8:00 a.m. the new OB arrived and she wanted to check for dilation. I'd had bloody show, finally (Don't Google this if you don't know what it is and are squeamish about intimate female matters) and was hopeful that something had happened to make the Cervidil worth it. As the burning had stopped, I let her, and after 12 hours of suffering, the gain was 0 cm. I don't know that "disappointment" is the appropriate word, because I was feeling an otherworldly version of that.

She wanted to insert a foley catheter. It's a balloon-like object that goes in, yes, the damn cervix. It expands it manually and hopefully painlessly and is not supposed to harm the mother or baby at all. That's all well and good, but I couldn't bear the thought of having something pry open Fort Knox (By this time I had casually named my cervix since it had become such a big part of my life and yet had motivations and goals seemingly opposite to my own).

So they gave me morphine. I was accepting of this. Yes, I was pregnant, yes the effect on the baby, but seriously? At this point, he was cooked, he was healthy and he was coming out and I'm no martyr. They said it would wear off by the time he was born and I went with it.

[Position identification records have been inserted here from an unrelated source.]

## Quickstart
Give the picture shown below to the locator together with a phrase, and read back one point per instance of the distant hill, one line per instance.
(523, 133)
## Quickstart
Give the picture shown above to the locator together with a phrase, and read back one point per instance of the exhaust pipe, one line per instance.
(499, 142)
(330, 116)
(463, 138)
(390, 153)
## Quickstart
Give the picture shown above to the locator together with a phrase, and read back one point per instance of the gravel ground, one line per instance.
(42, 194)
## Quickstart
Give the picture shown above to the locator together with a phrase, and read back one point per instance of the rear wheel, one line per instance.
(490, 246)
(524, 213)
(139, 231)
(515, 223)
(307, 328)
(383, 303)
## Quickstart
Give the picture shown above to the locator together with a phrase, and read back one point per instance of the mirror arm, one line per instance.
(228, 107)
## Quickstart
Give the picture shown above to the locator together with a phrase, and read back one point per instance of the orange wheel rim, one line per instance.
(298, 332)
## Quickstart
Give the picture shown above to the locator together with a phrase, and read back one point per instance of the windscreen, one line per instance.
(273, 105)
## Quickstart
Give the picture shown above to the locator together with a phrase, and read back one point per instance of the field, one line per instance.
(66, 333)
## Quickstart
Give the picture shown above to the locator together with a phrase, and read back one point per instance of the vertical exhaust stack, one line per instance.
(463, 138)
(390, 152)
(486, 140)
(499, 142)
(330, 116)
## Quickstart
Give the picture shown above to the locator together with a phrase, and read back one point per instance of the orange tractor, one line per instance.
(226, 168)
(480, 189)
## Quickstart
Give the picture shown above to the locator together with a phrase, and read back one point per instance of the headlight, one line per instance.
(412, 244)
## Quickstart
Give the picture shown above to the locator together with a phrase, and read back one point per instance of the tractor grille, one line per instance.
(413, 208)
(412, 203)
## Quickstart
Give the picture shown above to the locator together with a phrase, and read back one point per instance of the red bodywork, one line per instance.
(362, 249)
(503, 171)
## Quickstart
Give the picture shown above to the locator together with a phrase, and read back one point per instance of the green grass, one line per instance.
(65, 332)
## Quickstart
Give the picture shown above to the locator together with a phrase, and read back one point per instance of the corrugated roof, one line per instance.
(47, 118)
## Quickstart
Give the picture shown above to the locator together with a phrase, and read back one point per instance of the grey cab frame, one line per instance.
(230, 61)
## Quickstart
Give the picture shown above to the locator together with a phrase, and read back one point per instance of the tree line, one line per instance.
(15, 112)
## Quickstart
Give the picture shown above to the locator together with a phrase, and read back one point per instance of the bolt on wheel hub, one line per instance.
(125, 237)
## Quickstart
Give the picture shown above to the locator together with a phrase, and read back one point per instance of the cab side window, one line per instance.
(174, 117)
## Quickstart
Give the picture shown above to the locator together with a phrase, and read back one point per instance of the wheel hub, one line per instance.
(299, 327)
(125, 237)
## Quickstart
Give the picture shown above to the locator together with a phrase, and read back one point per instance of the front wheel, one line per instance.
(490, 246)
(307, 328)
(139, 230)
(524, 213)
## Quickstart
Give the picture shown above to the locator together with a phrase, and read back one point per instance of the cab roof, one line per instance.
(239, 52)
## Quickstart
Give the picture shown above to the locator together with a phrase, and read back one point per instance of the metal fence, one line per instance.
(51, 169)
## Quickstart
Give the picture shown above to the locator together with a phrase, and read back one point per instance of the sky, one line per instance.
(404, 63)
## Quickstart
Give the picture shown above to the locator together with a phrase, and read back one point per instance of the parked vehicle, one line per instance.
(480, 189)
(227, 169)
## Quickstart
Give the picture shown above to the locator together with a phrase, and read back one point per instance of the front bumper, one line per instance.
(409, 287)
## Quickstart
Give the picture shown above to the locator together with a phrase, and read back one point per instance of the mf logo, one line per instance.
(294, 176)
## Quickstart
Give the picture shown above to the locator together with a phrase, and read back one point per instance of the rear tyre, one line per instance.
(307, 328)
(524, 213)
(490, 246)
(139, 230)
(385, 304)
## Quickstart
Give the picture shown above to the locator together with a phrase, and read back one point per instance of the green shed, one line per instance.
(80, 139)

The morphine was something of a mental vacation from what was happening to me. The insertion didn't feel good, but I kind of didn't care. I stayed in bed hooked up to this monitor and zoned out for a few hours.

The catheter was a success. I got to 4 cm and the OB broke my waters. Now that was weird. It's like peeing yourself except with no pressure, cramping or anything. And it keeps leaking and leaking. At this point I thought I was supposed to be able to walk around and get labour moving. But instead I was re-hooked up to the monitor and kept in bed for an hour. I was let off for 15 minutes to get moving around and when labour didn't start in that time frame, it was declared a failure and that I needed pitocin.

At this point I'm going to have to leave part 2 until later. I need a nap something fierce and there's a ridiculous amount of crazy shit left to tell.